As they work on these answers together, implementation design discussions emerge, no engineer can resist the temptation of imagining how the solution will work, and that is a good thing to collaborate on. Once these questions are answered, full scenarios and tests skeletons are written, one engineer implements. Solo.

That's it.

What just happened? We created opportunity for:

  • The engineer who potentially owns a Silo to share with another engineer a lot more than an after thought document. The best way to transfer knowledge is not documentation — it's collaboration on real work.
  • The engineer with more experience to share how he thinks about system design, architecture, error handling, etc.
  • Both engineers to engage in seriously thinking about a comprehensive test scenario, sharing the load — and sometimes pain — of doing so.
  • Think about testing before implementing, which can increase the design quality, error handling and logic, hopefully reducing bugs just a little bit.
  • Having two people do context lift for a piece of work, do you think your pair buddy will be able to do a better Code Review than before? Even if there is no extra value in the Code Review, it will certainly be more efficient.
  • PR merging cycles get shorter.
  • Bonus: when the team grows and needs to onboard more people, now you have at least two people with context on something, maybe you can even take a two week vacation.

Why this matters

Long ago when I thought clever code was fancy, I used to think pairing was about catching typos in real-time. It's not. The real value is before the code exists — when you're deciding what "done" looks like.

Imagine you're building a Code Review feature. You sit down with a teammate. Before anyone writes a line of code, you ask each other:

  • "What happens when the PR already approved?"
  • "What if a comment gets deleted, do we rollback the notification?"
  • "Should we hold the email notification then? For how long?"

These are crappy examples, I know, but they serve their purpose.

These questions are easy to ask when you're not neck-deep in implementation. When you're in flow, writing code, you don't stop to question the happy path as easily— you just build it and if you are lucky you hit walls and trip wires that will raise questions. The pairing session is the moment where questioning is the whole point, you broaden the view before narrowing in.

Two people asking "what should happen when…" will cover more ground than one person deep in implementation mode. The test scenarios become the contract. The implementation becomes the easy part.

When you write the test first, you're forced to understand the problem before you solve it.

This is old-school TDD. Not the "write a unit test, mock everything, move fast" version. The original version — where the test describes behavior, and the code exists to satisfy it.

What this is not

This is not a policy. It's a tactic. We're trying it because we think it will help in some cases, If we think it doesn't, we'll adjust.

This is not pairing for the entire task. Just the beginning — the part where decisions matter most. But if you get blocked and need to pair again, you have this teammate with lots of context on what you are doing to help.

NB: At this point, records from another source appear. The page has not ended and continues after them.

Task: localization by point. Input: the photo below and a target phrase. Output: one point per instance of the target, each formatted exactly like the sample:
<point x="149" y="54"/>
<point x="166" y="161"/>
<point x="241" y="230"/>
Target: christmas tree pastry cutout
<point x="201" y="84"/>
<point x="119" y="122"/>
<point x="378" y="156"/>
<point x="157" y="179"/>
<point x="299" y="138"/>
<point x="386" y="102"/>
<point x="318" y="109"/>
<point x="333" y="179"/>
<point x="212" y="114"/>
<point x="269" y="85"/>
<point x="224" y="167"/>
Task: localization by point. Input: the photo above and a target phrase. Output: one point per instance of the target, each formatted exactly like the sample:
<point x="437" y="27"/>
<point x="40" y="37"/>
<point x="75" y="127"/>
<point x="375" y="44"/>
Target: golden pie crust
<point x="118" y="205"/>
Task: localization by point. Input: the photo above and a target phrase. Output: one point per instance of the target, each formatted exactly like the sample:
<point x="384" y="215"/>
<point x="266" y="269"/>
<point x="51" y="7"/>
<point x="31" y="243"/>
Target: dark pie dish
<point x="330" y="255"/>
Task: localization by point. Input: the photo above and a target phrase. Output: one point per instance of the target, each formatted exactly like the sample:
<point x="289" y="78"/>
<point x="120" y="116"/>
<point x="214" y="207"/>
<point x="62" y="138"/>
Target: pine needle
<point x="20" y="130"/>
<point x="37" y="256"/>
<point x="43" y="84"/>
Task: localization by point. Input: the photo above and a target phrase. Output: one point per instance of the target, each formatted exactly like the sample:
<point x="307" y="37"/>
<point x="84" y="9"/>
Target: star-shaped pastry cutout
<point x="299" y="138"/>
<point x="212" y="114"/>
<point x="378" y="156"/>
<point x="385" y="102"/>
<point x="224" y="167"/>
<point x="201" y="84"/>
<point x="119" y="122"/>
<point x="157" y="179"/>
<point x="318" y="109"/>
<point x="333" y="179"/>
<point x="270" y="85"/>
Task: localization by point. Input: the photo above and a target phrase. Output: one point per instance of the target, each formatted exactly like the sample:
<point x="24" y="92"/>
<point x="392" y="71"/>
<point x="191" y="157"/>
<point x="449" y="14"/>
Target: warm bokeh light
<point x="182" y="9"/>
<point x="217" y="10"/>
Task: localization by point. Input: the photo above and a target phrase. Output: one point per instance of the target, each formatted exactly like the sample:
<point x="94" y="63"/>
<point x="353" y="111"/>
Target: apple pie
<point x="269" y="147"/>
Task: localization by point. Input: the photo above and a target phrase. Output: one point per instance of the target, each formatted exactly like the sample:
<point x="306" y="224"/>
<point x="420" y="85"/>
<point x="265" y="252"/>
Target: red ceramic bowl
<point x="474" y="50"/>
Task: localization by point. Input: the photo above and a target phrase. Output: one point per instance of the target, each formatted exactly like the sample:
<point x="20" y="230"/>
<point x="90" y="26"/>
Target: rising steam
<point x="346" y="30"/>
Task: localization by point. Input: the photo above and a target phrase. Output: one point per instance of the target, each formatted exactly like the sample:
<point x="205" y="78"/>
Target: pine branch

This is not about slowing down. It's about doing less rework. If you consider the team's actual velocity not to be time from "task card" to deployed in production, but time from "task card" to value in the hands of customers, then designing better solutions means shipping faster overall.

Picture two futures

In the first one, you pick up a ticket, spend half a day or more building context alone, write tests that mock the hard parts, ship a PR that gets a rubber-stamp review, and find the bug in staging three days later (you shipped on Thursday). You fix it. Another PR. Another review cycle. Another not-that-useful Code Review. The feature that was supposed to take a week takes two.

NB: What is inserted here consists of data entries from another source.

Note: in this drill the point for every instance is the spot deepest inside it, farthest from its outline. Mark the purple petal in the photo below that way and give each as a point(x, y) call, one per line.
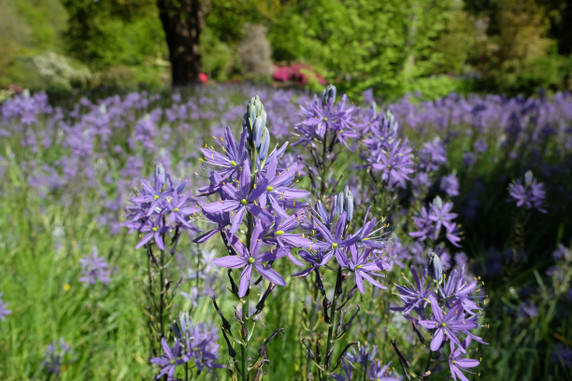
point(230, 261)
point(437, 340)
point(245, 280)
point(238, 217)
point(221, 206)
point(270, 274)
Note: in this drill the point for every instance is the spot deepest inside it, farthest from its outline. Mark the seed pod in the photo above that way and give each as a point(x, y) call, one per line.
point(435, 267)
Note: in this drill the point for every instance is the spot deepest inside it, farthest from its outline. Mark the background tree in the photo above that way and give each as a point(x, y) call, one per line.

In the second one, you pick up a ticket and spend an hour with a teammate. You talk through the scenarios. You write tests that describe what the feature actually does. You implement solo, with clarity. Your pair partner reviews in 20 minutes after you post it for review because they already know what they're looking at. The feature ships. It works.

Every time I see a defect caught in staging, I ask myself: "Would two people writing the test scenarios together have caught this?"

Usually, the answer is yes.

Let's find out.